I'm not sure you should shield them from the reality of the man he is. Your daughter is 13, old enough to begin to see him for what he is. I would think that talking over the situation honestly and neutrally is better.

Tell them that you're trying to arrange contact and that you are waiting for Dad to email you back. Stop chasing him. You can't enforce a relationship and if he really is emotionally abusive, you shouldn't. When your daughter asks if he's replied, say "no" if he hasn't. You don't need to put any emotion into your answer.

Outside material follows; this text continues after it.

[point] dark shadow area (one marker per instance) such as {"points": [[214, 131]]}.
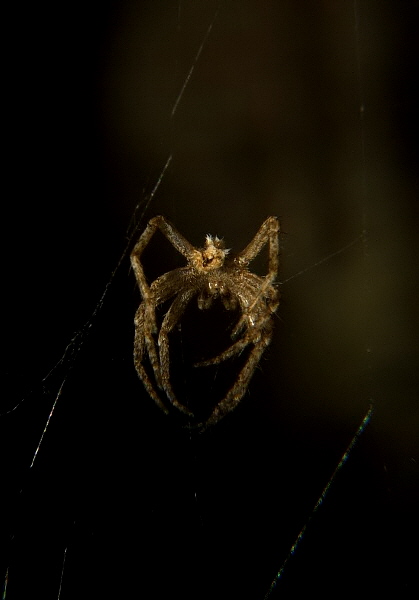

You don't want your daughter growing up to be with a man like he is. Shielding them at this age is a form of pullign the wool over their eyes and I think you're better off letting them being to see people for what they are. Even their father.

Meerka · 16/09/2014 18:38

begin*

sassandfaff · 16/09/2014 18:56

I agree with meerka I desperately wanted to shield my daughter but you can't. The best option is to have a father that never lets them down, but if they have got a father that lets them down the best option isn't to shield them from that.

How many children do you have and how old? Does he work shifts/ weekends etc?

What contact would you prefer?

greenberet · 19/09/2014 15:10

feeling v down today - he has replied re contact only after I had to threaten to put everything through sols. I think I need to pay solicitors some money and the only money I have access to is kids savings - i have asked him to make some money available but guess what no answer.

no shifts but works long hrs which can involve weekends although his choice. we are supposed to be doing this amicably for kids - i completely lost it last night - how can we have any sort of future parent relationship kids are in teens -when we cant even get past this. I fear my depression is returning - just cant stop crying - have been left to sort everything out whilst he enjoys his new start in his new house being furnished with money I dont have access to & i dont think its going to get any easier. so very nearly called womans aid last night as dont know what i can do

OP posts:
sassandfaff · 19/09/2014 15:43

Can you go through CSA? That way you wouldn't need a Sol to get access for money.

There is a website called 'entitled to'. You put in your financial details and it will tell you what you could potentially get.

Definitely call woman's aid. They will be extremely knowledgeable about your situation and it can't hurt can it?

I know it's hard but you have to try and not get upset about the fact that he is an asshole. There is nothing you did to make him that way and nothing you can do to change him, so view it has a waste of brain space to even think about him.

If you need ads to get you through the immediate aftermath then that's what you should do. View it as a temporary measure to help get you stronger to deal with an asshole.

Hope you can plan/ do something nice for you this weekend.

greenberet · 19/09/2014 17:50

sassandfaff - thanks for keep replying feeling a bit better now RL support not around at moment and feeling it

OP posts:
CogitoErgoSometimes · 19/09/2014 18:28

If you talk to some solicitors you can try to negotiate to pay your fee out of the eventual financial settlement rather than up front. Echo the advice to call Womens Aid as they can often point you in the direction of solicitors with experience in emotionally abusive relationships.

Agreeing with others... don't push for the contact with your DCs. Let the mountain come to Mohammed for a change.

BertieBotts · 19/09/2014 18:31

If you're having panic attacks this is a sign of PTSD which can and does happen after abusive relationships.

songbird · 19/09/2014 18:41

Just echoing what everyone else is saying. DO call Women's Aid, they're not just for physically abused women and they will be able to give you so much support and advice, which you really need at the moment.

Don't expect him to put the children before his own needs/wants, he won't do that. Oh he'll talk the talk, and probably try the whole 'she's so unreasonable' card with other people, but all he really cares about are his own feelings and how other people see him. Ignore ignore ignore!!